A new analysis has found that two-thirds of the falls examined by the group at Ben-Gurion University of the Negev were found to be intentional. And it happens a lot.
It happens so much because there is insufficient punishment for deception and teams are not doing the math. A cost/benefit analysis of "flopping" finds that 90 percent of the time no penalty is awarded, so as a strategy it is pointless.
The paper in the Journal of Economic Behavior and Organization determined that game referees repeatedly failed to penalize flopping players, even in the most flagrant cases of deception. "In fact, no warnings or technical fouls were recorded during the whole season that was analyzed," explains Elia Morgulev, Ph.D. candidate at BGU's Guilford Glazer Faculty of Business and Management.
Videotapes of actual decisions by referees in offensive foul situations from 501 plays during Israeli Super League games were shown to several professional basketball coaches and referees engaged as experts. "The experts could use slow motion and multiple viewings to make the call, so we compared their more accurate decisions to the game referee calls," Morgulev explains.
Referees were found to have almost always ignored situations in which the defender stayed on his feet after the attacking player bumped him, with only three percent of the 251 "standing incidents" called fouls by the referee.

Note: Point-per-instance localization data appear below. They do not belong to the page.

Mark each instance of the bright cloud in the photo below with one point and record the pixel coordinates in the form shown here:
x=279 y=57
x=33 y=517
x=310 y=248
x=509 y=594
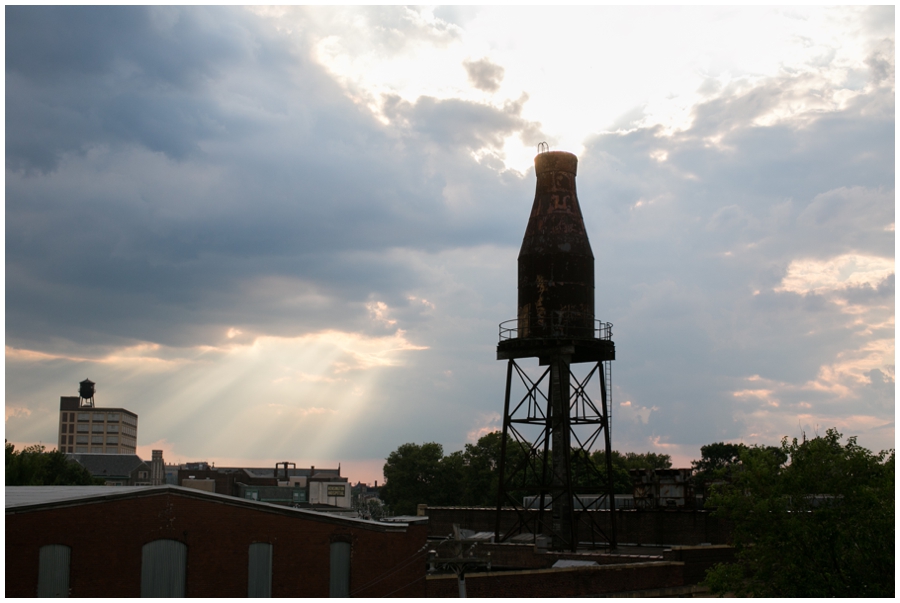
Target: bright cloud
x=849 y=270
x=292 y=235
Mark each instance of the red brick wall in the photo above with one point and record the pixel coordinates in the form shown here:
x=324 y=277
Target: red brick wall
x=106 y=540
x=563 y=582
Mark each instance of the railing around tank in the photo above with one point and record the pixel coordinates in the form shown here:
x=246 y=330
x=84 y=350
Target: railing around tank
x=563 y=325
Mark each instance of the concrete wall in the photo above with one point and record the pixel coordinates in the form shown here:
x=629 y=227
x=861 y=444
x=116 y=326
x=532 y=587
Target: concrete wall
x=661 y=526
x=563 y=582
x=106 y=540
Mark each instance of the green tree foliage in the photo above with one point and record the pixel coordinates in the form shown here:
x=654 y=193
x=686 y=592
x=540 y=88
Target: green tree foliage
x=33 y=466
x=417 y=474
x=623 y=463
x=811 y=519
x=420 y=474
x=716 y=461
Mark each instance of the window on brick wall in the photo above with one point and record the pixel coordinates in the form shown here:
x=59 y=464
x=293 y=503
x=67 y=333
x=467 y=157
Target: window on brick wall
x=163 y=565
x=53 y=570
x=339 y=583
x=259 y=572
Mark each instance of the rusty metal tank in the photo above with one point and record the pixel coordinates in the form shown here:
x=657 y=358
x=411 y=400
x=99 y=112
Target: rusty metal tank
x=556 y=264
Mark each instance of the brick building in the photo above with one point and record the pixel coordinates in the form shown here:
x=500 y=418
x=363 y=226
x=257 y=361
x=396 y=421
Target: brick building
x=171 y=541
x=115 y=469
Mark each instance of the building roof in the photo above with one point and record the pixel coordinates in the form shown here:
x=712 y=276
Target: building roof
x=24 y=499
x=19 y=496
x=108 y=465
x=270 y=471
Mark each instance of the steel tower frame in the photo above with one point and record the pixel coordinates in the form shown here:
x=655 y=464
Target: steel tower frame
x=558 y=404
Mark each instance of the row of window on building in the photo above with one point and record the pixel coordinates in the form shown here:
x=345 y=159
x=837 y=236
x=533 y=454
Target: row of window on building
x=117 y=431
x=164 y=568
x=99 y=417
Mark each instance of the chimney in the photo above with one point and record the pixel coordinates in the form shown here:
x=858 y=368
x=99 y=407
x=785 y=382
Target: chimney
x=157 y=469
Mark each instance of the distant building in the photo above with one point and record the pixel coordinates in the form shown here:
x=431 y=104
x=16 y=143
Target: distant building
x=320 y=489
x=93 y=430
x=115 y=469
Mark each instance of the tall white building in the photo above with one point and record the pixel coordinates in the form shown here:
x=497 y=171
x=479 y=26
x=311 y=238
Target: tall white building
x=89 y=429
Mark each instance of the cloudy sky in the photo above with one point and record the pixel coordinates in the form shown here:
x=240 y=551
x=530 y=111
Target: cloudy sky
x=290 y=234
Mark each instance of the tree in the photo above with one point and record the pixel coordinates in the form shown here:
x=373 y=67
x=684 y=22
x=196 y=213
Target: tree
x=416 y=475
x=33 y=466
x=623 y=463
x=811 y=519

On the other hand, the experts, with more time to review options, judged that 23.1 percent of these cases justified an offensive foul call.
"The defender improves his chances of drawing an offensive foul to some extent by falling intentionally vs. standing," Morgulev explains. "However professional players and coaches should be expected to make a broader assessment of their decisions and refrain form myopic thinking that flops are the right course of action."
With the 2014 NBA season starting next week, Morgulev believes that flopping should receive a more significant fine or punishment. Even without harsher penalties, from a team perspective, it might be still doing more harm than good.
"Overall, the player is barely able to mislead the official and draw the offensive foul with a flop successfully in less than 10 percent of the time," Morgulev states. "So in the other 90 percent, the flopping player is simply left lying on the ground, leaving his team with four active defenders instead of five while the game goes on. Our methodical analyses of game outcomes in those cases reveal that flopping does more harm than good from the defending team perspective."